Attacks on voice-activated technology may be executed remotely, e.g. by prompting users to download a malicious audio file[11], by audio input from a malicious smartphone app[12], or by abusing the speaker functionality of any device in the target system’s vicinity which has been compromised by an attacker, such as a hacked PC. An attack on voice-activated technology may also be executed locally, either in a public space, e.g. by triggering voice activation on smartphones carried by victims on public transport, or in any private space containing voice-controlled devices to which an attacker has gained unauthorized physical access. Thus the security of voice-activated technology may become a significant issue for both technical and physical penetration testing in future.

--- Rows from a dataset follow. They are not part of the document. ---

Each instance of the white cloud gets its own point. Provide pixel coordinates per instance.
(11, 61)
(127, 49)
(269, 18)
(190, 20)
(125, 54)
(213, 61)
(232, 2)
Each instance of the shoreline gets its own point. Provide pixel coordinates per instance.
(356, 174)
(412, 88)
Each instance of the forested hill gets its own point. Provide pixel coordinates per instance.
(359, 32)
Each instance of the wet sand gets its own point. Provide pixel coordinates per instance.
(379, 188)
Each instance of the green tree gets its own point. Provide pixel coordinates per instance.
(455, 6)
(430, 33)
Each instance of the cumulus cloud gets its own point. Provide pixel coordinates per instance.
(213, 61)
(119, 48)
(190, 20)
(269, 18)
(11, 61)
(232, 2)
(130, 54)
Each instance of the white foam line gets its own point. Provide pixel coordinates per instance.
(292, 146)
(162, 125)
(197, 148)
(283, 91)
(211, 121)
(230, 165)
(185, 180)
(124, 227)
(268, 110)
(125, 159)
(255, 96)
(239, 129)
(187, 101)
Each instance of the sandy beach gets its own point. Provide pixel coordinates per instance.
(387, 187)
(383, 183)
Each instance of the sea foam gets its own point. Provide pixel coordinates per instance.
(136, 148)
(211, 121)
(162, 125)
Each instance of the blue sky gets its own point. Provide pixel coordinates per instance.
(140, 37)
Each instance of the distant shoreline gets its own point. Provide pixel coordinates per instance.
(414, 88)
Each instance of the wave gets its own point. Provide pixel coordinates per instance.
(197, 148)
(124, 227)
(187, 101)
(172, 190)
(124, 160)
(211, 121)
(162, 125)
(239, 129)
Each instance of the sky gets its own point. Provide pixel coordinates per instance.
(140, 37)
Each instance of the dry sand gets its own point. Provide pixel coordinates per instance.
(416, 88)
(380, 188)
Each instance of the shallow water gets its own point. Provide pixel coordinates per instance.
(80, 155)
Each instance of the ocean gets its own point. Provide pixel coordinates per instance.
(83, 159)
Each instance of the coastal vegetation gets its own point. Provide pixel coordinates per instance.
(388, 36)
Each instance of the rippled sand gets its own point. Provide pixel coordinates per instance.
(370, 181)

[5] Carlini, Nicholas, Pratyush Mishra, Tavish Vaidya, Yuankai Zhang, Micah Sherr, Clay Shields, David Wagner, and Wenchao Zhou. “Hidden voice commands.” In 25th USENIX Security Symposium (USENIX Security 16), pp. 513-530. 2016.
[6] Zhang, Guoming, Chen Yan, Xiaoyu Ji, Tianchen Zhang, Taimin Zhang, and Wenyuan Xu. “Dolphinattack: Inaudible voice commands.” In Proceedings of the 2017 ACM SIGSAC Conference on Computer and Communications Security, pp. 103-117. ACM, 2017.
[7] https://www.inverse.com/article/40367-researchers-can-fool-speech-recognition-a-i-with-this-trick
[8] https://www.theverge.com/2018/5/24/17391898/amazon-alexa-private-conversation-recording-explanation
[9] https://nakedsecurity.sophos.com/2016/09/22/siri-opens-smart-lock-to-let-neighbor-walk-into-a-locked-house/
[10] Kumar, Deepak, Riccardo Paccagnella, Paul Murley, Eric Hennenfent, Joshua Mason, Adam Bates, and Michael Bailey. “Skill squatting attacks on Amazon Alexa.” In 27th USENIX Security Symposium (USENIX Security 18), pp. 33-47. 2018.
[11] Dhanjani, Nitesh. Abusing the internet of things: blackouts, freakouts, and stakeouts. ” O’Reilly Media, Inc.”, 2015.
[12] Diao, Wenrui, Xiangyu Liu, Zhe Zhou, and Kehuan Zhang. “Your voice assistant is mine: How to abuse speakers to steal information and control your phone.” In Proceedings of the 4th ACM Workshop on Security and Privacy in Smartphones & Mobile Devices, pp. 63-74. ACM, 2014.